Senate kills early voting, online registration
Published 9:01 pm Tuesday, February 28, 2017
JACKSON (AP) — Mississippians won’t be able to initially register to vote online or vote early at courthouses after Senate committees killed bills that would have allowed those changes.
House Elections Committee Chairman Bill Denny, R-Jackson, said he’s upset that Senate Elections Committee Chairwoman Sally Doty, R- Brookhaven, rejected the bills without seriously considering them.
“We knew that they were dead even before we sent it over there,” Denny said.
Doty said House Bill 373, allowing online, first-time voter registration for people with a valid Mississippi driver’s license, wasn’t a high priority. She said lawmakers need more time to acclimate to the idea.
She said costs and other details associated with House Bill 228 haven’t been worked out.
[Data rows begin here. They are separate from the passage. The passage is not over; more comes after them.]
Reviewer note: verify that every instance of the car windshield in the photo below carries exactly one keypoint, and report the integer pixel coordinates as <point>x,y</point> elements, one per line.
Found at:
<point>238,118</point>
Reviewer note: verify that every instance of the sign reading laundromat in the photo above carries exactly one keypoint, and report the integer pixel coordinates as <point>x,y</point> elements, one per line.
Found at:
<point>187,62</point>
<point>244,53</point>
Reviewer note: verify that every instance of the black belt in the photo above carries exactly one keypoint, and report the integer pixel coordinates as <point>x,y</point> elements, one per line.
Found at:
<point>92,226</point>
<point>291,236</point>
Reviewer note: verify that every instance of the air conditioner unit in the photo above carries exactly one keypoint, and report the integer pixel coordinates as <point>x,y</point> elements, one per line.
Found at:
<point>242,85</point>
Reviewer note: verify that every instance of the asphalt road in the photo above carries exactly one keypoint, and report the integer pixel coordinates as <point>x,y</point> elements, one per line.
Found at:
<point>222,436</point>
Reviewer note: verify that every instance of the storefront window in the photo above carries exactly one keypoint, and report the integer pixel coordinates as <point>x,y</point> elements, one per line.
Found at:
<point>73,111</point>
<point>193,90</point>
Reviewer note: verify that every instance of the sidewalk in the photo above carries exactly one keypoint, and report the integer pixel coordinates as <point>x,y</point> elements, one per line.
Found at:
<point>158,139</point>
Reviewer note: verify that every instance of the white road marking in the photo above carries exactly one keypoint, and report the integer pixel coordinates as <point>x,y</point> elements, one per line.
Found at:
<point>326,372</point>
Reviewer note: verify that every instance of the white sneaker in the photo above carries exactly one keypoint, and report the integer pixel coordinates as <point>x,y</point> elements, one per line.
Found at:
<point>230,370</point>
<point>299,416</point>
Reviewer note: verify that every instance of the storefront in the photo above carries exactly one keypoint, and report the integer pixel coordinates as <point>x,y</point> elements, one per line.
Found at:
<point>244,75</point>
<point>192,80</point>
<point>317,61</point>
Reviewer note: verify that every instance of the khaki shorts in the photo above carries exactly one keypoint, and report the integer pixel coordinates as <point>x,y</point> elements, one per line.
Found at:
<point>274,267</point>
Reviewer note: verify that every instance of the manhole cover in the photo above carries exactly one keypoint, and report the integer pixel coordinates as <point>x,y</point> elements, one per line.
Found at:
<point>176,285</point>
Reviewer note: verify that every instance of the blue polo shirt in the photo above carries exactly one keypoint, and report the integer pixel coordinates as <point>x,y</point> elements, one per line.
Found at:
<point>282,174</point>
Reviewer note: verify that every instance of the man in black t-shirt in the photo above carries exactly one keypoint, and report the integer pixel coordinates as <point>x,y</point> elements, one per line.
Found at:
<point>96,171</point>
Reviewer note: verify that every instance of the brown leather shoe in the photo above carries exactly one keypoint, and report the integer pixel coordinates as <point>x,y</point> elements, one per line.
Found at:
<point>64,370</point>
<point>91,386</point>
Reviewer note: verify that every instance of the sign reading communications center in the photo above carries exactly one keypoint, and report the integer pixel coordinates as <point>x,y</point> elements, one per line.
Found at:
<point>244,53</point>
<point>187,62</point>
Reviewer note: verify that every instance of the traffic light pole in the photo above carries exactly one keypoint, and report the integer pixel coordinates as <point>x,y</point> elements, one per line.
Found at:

The measure which would have allowed no-excuses in-person early voting at a circuit clerk’s office starting 14 days before an election. Such access is allowed in several other states. Current state law only lets people vote absentee if they will be out of town on Election Day or have other allowed reasons.
“We already have five categories of folks who can vote absentee in Mississippi,” she said. “I think we have ample opportunity for people to vote,” Doty said.
He says he’s not sure what the future is for either proposal after the House passed both for two years straight with barely any dissent.
“What am I going to do with them now?” he asked, saying members already objected to passing the bills this year because they were doomed in the Senate.
Secretary of State Delbert Hosemann said he was worried about online registration, citing repeated attempts to hack into the state elections computer.
“I have concerns about the security of that,” Hosemann said.
Denny, though, said he though online registration would be more secure than paper registration, because it would require a person’s name to match their driver’s license information. Right now, he said, it’s possible for a person to register multiple times and election workers have difficulty distinguishing between multiple registrations, especially if a person has a common name.
“It would be so much better than what we have now,” Denny said.
Lawmakers do remain on track to tighten rules about how public officials can spend campaign money and to push through a comprehensive revision of the rest of the state’s election code. House members Tuesday voted to pass an amended version of Senate Bill 2689 , which would place new limits on spend campaign donations.
“Both are much more important to me than early voting,” Hosemann said.